Lyrics & Analysis: The Straigth And Narrow


Keep your eyes behind your nose
Keep your nose upon the road
Don’t forget the things your mother told you
You know that straight and narrow ain’t so wide
If you slip you’ll start to slide

	I don’t need to tell you
	Oh no, I don’t need to tell you
	Because you know for yourself

Straight and narrow ain’t so wide
If you slip you’ll start to slide
When you slide there ain’t no place
To run or even hide
Fingers scratching, try to find
The life you lost and left behind
Nothing doing, not this time
It’s straight on out and down the line

Short sax + guitar solo

Jim Pembroke 1968

Artist: Blues Section
Line-up:
        Jim Pembroke, vocals
	Hasse Walli, guitar
	Eero Koivistoinen, sax
	Pekka Sarmanto, bass
	Ronnie Österberg, drums
	Otto Donner, backing vocals
Release: First released on the compilation album ‘Some of Love’, Love Records LRLP 6, 1969. Presumably a left-out track from 1967 or 1968.
Studio: Finnvox
Producer: Otto Donner
Engineer: Erkki Hyvönen

General comment: This for a long time was one of the rarest Blues Section tracks, but it is now available on the ‘Blues Section 2’ CD. For more general comment see ‘Only Dreaming’.

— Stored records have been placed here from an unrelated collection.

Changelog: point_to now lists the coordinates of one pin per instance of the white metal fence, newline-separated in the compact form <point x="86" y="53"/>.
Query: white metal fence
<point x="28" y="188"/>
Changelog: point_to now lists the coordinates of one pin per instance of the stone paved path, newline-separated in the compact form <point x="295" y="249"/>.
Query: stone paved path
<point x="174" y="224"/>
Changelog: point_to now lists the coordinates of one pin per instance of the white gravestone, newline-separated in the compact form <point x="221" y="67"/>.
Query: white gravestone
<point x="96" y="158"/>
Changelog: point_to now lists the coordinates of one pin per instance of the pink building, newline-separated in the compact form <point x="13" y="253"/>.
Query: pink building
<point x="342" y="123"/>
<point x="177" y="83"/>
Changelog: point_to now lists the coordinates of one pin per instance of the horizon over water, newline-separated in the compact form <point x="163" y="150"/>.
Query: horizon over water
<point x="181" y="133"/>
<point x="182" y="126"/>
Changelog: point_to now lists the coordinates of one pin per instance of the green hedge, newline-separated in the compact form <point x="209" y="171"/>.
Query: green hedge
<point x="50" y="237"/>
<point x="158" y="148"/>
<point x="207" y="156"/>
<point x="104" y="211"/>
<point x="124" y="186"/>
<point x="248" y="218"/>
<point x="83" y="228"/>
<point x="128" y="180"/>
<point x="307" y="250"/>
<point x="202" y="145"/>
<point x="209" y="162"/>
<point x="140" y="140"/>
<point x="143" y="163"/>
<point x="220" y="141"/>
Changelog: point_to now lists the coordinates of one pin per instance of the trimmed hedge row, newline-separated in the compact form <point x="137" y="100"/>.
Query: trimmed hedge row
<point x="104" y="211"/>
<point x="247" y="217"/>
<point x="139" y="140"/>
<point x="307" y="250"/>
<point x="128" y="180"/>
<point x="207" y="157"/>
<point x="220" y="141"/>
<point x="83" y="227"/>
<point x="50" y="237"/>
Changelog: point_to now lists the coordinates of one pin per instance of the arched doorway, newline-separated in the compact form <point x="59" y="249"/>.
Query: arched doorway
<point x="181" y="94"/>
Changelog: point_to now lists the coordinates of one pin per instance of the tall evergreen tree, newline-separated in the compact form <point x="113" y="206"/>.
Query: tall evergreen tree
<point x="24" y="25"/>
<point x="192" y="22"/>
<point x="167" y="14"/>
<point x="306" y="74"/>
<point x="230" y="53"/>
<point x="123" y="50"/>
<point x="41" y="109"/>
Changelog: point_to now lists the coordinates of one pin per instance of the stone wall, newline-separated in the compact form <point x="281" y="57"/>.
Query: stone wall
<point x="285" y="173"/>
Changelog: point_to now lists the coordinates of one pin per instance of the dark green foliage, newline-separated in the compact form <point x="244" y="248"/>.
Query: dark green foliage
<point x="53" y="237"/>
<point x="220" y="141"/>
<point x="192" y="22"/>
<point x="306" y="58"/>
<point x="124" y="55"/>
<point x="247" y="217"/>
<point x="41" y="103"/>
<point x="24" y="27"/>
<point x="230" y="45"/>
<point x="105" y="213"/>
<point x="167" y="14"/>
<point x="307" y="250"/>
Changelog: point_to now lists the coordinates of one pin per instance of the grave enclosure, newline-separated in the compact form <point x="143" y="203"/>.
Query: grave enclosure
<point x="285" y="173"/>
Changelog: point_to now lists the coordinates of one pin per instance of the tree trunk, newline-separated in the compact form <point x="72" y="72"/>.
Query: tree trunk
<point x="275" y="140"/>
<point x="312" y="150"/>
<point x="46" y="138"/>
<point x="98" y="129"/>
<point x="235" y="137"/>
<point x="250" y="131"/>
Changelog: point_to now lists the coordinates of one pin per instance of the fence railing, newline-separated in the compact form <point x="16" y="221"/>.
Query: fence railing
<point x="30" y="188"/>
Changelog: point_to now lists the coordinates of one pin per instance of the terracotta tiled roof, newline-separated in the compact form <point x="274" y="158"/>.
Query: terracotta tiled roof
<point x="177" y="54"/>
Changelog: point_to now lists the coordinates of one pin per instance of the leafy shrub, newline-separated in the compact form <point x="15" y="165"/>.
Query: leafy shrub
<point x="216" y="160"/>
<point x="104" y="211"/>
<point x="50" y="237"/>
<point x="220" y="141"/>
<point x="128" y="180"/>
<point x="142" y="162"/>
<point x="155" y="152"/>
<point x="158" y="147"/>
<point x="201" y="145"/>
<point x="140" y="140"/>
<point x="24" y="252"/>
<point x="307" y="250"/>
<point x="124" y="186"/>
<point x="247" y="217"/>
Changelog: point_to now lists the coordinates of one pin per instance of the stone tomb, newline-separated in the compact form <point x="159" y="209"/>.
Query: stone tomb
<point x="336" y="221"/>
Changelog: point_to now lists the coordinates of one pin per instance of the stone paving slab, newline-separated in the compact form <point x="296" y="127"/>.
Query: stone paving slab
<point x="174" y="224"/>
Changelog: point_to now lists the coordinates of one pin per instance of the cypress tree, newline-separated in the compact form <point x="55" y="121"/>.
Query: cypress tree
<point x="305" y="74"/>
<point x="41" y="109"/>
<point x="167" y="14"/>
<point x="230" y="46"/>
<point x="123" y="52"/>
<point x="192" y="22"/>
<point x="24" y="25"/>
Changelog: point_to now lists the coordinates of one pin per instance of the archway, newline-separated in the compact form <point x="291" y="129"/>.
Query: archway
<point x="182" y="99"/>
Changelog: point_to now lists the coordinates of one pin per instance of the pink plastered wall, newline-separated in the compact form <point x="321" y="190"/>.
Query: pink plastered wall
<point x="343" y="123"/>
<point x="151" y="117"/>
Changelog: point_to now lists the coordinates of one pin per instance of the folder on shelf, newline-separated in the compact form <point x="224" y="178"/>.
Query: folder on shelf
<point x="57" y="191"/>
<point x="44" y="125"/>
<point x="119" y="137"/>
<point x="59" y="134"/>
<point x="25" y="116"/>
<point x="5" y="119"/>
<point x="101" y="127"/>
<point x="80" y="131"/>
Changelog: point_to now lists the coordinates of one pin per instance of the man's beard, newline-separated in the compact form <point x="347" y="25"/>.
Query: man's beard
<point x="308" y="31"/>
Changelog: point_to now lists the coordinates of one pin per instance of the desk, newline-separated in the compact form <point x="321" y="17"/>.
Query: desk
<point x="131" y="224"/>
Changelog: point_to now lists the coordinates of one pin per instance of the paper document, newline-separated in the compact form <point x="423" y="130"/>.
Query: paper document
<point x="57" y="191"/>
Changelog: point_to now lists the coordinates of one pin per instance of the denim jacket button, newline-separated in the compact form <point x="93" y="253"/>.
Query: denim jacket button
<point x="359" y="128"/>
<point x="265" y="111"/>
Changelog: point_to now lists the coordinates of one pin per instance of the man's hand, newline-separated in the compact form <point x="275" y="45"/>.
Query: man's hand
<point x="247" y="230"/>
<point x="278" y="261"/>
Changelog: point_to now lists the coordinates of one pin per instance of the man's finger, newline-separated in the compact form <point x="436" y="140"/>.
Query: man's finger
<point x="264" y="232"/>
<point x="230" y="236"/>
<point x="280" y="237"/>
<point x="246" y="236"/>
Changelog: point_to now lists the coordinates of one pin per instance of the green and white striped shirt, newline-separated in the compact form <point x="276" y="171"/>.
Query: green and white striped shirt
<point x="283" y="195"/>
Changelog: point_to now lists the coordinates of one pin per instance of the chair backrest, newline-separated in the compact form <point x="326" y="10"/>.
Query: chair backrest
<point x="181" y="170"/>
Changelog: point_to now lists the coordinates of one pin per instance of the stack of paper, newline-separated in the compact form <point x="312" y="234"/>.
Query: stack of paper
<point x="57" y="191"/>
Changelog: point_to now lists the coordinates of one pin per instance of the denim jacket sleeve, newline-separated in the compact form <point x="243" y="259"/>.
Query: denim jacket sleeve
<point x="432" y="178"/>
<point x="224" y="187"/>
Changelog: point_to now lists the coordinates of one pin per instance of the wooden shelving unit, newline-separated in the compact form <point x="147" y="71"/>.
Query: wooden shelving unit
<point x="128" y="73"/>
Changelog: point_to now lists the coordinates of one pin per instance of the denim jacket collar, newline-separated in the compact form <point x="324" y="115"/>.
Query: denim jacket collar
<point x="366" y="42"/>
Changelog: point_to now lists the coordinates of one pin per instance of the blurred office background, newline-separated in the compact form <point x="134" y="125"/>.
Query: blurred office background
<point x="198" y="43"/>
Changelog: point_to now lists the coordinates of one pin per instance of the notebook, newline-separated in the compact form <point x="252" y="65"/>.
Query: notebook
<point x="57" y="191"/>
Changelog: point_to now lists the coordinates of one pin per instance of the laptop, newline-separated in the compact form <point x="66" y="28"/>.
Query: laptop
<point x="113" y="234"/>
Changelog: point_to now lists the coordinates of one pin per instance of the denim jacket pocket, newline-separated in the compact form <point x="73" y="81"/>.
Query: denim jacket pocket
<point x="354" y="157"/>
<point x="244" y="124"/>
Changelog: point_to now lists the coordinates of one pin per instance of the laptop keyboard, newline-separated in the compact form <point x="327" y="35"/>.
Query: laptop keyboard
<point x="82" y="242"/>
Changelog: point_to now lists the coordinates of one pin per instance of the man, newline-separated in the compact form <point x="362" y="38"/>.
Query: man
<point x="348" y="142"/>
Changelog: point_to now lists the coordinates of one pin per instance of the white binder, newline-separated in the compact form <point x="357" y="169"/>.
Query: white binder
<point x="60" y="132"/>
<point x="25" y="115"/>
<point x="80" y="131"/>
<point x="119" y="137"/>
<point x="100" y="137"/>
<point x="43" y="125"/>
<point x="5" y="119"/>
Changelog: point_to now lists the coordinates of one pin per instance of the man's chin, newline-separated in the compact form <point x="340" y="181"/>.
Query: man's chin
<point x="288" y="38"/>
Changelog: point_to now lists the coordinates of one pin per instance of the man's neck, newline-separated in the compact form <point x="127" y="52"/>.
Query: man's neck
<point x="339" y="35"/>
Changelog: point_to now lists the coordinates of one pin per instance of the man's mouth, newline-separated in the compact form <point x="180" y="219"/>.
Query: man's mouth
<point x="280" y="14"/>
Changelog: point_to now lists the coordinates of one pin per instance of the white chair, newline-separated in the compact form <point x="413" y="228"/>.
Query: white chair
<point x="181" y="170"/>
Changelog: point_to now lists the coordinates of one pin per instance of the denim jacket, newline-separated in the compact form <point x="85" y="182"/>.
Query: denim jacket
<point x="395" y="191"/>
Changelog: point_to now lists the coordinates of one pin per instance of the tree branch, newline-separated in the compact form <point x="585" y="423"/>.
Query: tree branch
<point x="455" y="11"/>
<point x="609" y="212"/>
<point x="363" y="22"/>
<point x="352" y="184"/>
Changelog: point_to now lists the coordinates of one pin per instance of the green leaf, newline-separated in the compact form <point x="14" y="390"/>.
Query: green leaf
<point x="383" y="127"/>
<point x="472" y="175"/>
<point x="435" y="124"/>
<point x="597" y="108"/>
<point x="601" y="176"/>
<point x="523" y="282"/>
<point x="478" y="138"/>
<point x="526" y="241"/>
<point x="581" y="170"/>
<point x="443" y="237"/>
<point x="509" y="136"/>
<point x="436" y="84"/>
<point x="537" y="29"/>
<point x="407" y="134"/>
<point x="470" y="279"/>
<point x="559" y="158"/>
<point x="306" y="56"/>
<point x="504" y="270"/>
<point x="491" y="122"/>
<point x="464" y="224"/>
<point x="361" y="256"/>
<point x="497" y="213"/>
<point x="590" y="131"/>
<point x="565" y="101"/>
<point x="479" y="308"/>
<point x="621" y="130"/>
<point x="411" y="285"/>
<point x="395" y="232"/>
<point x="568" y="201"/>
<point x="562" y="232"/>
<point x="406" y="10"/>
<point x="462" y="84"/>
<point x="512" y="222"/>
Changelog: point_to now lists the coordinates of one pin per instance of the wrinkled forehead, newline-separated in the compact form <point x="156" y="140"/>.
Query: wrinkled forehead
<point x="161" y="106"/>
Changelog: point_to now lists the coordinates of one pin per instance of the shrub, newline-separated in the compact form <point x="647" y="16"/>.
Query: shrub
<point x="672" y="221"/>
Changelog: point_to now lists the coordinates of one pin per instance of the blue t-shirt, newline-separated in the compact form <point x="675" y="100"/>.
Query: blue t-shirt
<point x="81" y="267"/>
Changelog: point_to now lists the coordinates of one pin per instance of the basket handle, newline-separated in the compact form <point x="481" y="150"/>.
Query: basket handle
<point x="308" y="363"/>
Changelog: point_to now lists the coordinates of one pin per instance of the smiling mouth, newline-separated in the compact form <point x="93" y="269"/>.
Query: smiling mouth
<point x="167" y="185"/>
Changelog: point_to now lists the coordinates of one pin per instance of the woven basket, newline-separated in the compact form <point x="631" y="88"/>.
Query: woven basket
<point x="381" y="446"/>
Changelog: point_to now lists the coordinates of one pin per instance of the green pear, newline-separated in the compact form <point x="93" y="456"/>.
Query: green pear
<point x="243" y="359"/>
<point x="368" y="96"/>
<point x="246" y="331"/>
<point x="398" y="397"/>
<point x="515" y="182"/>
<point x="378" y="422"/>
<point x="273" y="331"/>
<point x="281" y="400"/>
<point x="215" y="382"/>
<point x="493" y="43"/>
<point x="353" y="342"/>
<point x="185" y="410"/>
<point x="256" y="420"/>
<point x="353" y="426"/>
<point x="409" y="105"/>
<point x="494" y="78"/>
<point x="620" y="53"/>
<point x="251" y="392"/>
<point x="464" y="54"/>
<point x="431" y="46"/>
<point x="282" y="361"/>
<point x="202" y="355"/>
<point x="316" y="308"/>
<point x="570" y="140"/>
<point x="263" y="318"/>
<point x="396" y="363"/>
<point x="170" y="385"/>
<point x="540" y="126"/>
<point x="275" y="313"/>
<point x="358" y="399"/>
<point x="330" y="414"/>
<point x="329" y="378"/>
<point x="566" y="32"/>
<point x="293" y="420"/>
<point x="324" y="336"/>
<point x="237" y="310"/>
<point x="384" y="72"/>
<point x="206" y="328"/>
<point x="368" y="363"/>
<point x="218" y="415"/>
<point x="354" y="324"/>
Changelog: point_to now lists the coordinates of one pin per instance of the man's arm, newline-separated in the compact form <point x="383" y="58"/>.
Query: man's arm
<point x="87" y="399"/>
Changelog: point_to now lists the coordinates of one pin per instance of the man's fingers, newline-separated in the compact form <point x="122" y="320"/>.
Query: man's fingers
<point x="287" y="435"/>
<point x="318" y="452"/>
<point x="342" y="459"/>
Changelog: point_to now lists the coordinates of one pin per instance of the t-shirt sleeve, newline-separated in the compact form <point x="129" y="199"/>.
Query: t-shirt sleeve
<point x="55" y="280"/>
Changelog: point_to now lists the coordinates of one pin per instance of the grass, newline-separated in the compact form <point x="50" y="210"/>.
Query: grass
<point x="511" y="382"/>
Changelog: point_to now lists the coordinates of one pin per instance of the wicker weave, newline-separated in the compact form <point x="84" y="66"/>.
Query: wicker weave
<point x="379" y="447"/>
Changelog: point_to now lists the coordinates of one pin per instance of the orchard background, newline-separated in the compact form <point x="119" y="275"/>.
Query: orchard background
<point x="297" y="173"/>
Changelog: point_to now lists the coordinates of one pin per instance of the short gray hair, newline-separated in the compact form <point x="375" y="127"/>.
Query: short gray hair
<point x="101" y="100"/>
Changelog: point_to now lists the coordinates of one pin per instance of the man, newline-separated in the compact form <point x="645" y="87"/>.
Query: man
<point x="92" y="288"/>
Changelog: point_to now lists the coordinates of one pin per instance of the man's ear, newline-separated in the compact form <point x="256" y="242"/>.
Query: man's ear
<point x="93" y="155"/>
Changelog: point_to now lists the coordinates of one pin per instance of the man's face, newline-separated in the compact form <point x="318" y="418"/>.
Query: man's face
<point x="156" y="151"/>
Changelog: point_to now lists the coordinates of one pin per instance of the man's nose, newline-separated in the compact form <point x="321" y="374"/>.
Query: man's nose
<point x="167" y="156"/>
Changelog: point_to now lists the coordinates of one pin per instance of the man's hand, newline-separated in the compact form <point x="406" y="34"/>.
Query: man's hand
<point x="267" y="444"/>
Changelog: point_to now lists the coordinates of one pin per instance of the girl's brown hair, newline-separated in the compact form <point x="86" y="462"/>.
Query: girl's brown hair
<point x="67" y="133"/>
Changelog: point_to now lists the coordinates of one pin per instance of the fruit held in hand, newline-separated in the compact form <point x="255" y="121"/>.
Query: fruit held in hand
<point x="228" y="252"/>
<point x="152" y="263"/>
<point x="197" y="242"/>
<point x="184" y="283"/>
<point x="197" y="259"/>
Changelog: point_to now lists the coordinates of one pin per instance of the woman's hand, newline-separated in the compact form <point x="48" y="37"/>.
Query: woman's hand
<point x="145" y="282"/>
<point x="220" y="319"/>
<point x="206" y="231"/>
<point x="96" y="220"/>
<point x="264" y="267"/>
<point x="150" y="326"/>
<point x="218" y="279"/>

The Music: First impression (the monk’s chorus) is that the Yardbird’s ‘For Your Love’ had not been made en vain. Second impression the song is already over. Not a bad little ditty, though, and for once the jazz influences seem to work better than usual, perhaps because the composition is slightly more in that vein from the start.

The lyric: An encouragement, it seems, to give up some kind of drug or alcohol abuse and try to live a cleaner life. Perhaps the Gregorian chant is meant to be self-mocking, but the personal experiences that led to this might well have be serious enough, knowing the kind of life-style that existed among some young people in the late 1960s, not least in the rock music scene. Boy, did they look silly through the eyes of a ten-year-old, but the music undeniably had some glorious moments.